(Reflexión a Lc. 9, 28-36)
Los cristianos de todos los tiempos se han sentido atraídos por
la escena llamada tradicionalmente "La transfiguración del Señor".
Sin embargo, a los que pertenecemos a la cultura moderna no se nos hace fácil
penetrar en el significado de un relato redactado con imágenes y recursos
literarios, propios de una "teofanía" o revelación de Dios.
Sin embargo, el evangelista Lucas ha introducido detalles que
nos permiten descubrir con más realismo el mensaje de un episodio que a muchos
les resulta hoy extraño e inverosímil. Desde el comienzo nos indica que Jesús
sube con sus discípulos más cercanos a lo alto de una montaña sencillamente "para
orar", no para contemplar una transfiguración.
Todo sucede durante la oración de Jesús: "mientras
oraba, el aspecto de su rostro cambió". Jesús, recogido profundamente,
acoge la presencia de su Padre, y su rostro cambia. Los discípulos perciben
algo de su identidad más profunda y escondida. Algo que no pueden captar en la
vida ordinaria de cada día.
En la vida de los seguidores de Jesús no faltan momentos de
claridad y certeza, de alegría y de luz. Ignoramos lo que sucedió en lo alto de
aquella montaña, pero sabemos que en la oración y el silencio es posible
vislumbrar, desde la fe, algo de la identidad oculta de Jesús. Esta oración es
fuente de un conocimiento que no es posible obtener de los libros.
Lucas dice que los discípulos apenas se enteran de nada, pues "se
caían de sueño" y solo "al espabilarse", captaron
algo. Pedro solo sabe que allí se está muy bien y que esa experiencia no
debería terminar nunca. Lucas dice que "no sabía lo que decía".
Por eso, la escena culmina con una voz y un mandato solemne.
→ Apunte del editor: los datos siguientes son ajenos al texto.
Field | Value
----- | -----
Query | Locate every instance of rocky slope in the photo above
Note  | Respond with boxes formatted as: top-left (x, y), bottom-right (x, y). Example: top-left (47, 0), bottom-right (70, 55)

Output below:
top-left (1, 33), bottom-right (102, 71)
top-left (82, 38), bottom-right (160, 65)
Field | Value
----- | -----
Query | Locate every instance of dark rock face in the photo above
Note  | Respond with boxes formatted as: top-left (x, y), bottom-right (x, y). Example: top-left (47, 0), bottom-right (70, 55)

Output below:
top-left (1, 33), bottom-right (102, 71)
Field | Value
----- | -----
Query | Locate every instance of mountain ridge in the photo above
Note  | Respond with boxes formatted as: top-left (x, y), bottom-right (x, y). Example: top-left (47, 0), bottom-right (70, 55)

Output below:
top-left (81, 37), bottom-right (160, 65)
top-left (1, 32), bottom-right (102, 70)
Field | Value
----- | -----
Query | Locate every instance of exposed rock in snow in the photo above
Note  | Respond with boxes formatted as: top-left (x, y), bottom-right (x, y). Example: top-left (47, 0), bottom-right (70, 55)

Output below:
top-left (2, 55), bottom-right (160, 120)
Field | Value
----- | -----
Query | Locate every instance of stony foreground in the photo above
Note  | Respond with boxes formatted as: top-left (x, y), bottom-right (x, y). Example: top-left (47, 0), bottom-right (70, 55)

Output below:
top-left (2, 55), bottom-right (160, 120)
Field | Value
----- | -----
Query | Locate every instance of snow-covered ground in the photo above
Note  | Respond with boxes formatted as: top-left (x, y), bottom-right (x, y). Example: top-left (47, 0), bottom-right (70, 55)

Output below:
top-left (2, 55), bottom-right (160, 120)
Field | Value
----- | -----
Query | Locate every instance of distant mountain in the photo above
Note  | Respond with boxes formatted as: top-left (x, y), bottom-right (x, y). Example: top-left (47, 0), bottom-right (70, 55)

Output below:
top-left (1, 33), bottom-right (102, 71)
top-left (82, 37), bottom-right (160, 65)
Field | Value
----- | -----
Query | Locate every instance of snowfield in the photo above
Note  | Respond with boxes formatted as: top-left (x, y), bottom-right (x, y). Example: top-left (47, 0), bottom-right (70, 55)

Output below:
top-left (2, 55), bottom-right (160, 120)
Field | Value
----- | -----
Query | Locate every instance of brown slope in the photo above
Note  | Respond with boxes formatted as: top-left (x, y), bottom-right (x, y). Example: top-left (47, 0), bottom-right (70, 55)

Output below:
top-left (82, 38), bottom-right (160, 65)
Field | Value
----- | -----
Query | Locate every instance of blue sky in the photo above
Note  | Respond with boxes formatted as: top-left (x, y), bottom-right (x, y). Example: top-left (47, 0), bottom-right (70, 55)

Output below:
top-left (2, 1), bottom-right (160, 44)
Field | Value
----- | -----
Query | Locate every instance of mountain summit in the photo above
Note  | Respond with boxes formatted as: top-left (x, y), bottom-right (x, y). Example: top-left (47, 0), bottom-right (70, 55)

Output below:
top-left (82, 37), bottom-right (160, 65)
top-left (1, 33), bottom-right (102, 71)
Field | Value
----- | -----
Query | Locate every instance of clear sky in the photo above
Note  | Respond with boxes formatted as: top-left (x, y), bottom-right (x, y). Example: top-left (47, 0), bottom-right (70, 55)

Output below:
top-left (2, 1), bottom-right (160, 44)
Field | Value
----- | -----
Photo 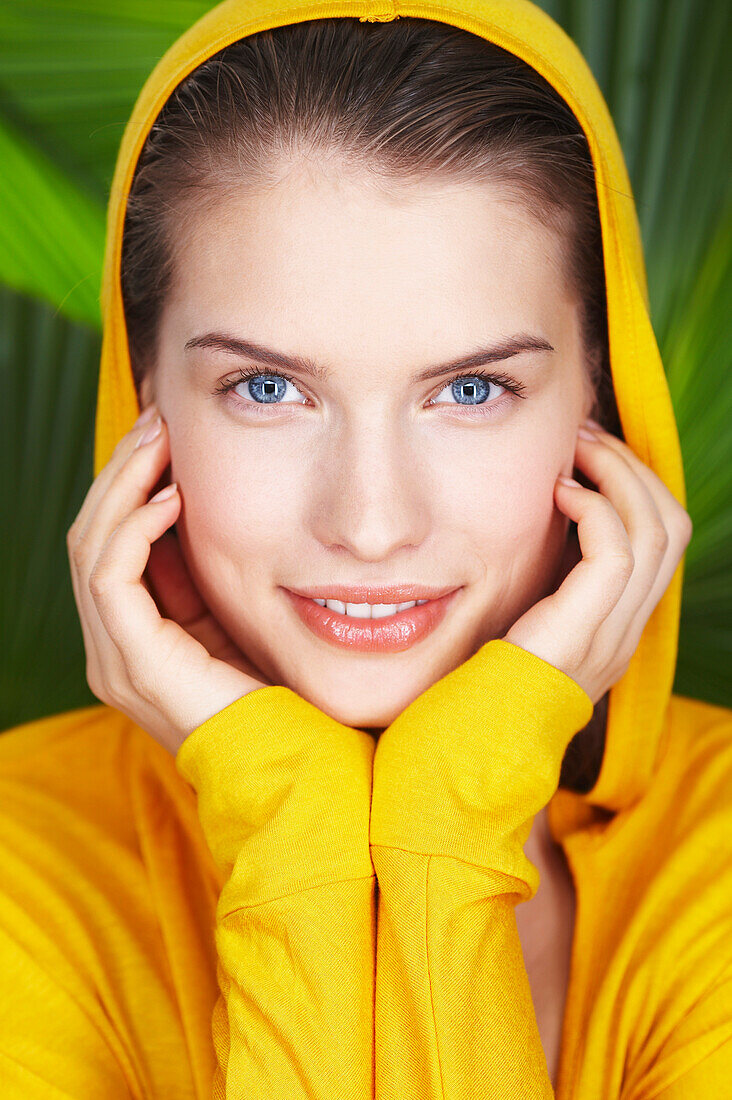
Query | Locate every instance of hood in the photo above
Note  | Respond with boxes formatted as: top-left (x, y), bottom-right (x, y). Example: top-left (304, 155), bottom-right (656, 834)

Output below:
top-left (95, 0), bottom-right (686, 837)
Los discípulos se ven envueltos en una nube. Se asustan pues todo aquello los
sobrepasa. Sin embargo, de aquella nube sale una voz: "Este es mi Hijo,
el escogido. Escuchadle". La escucha ha de ser la primera actitud de
los discípulos.
Los cristianos de hoy necesitamos urgentemente
"interiorizar" nuestra religión si queremos reavivar nuestra fe. No
basta oír el Evangelio de manera distraída, rutinaria y gastada, sin deseo
alguno de escuchar. No basta tampoco una escucha inteligente preocupada solo de
entender.
Necesitamos escuchar a Jesús vivo en lo más íntimo de nuestro
ser. Todos, predicadores y pueblo fiel, teólogos y lectores, necesitamos
escuchar su Buena Noticia de Dios, no desde fuera sino desde dentro. Dejar que
sus palabras desciendan de nuestras cabezas hasta el corazón. Nuestra fe sería
más fuerte, más gozosa, más contagiosa.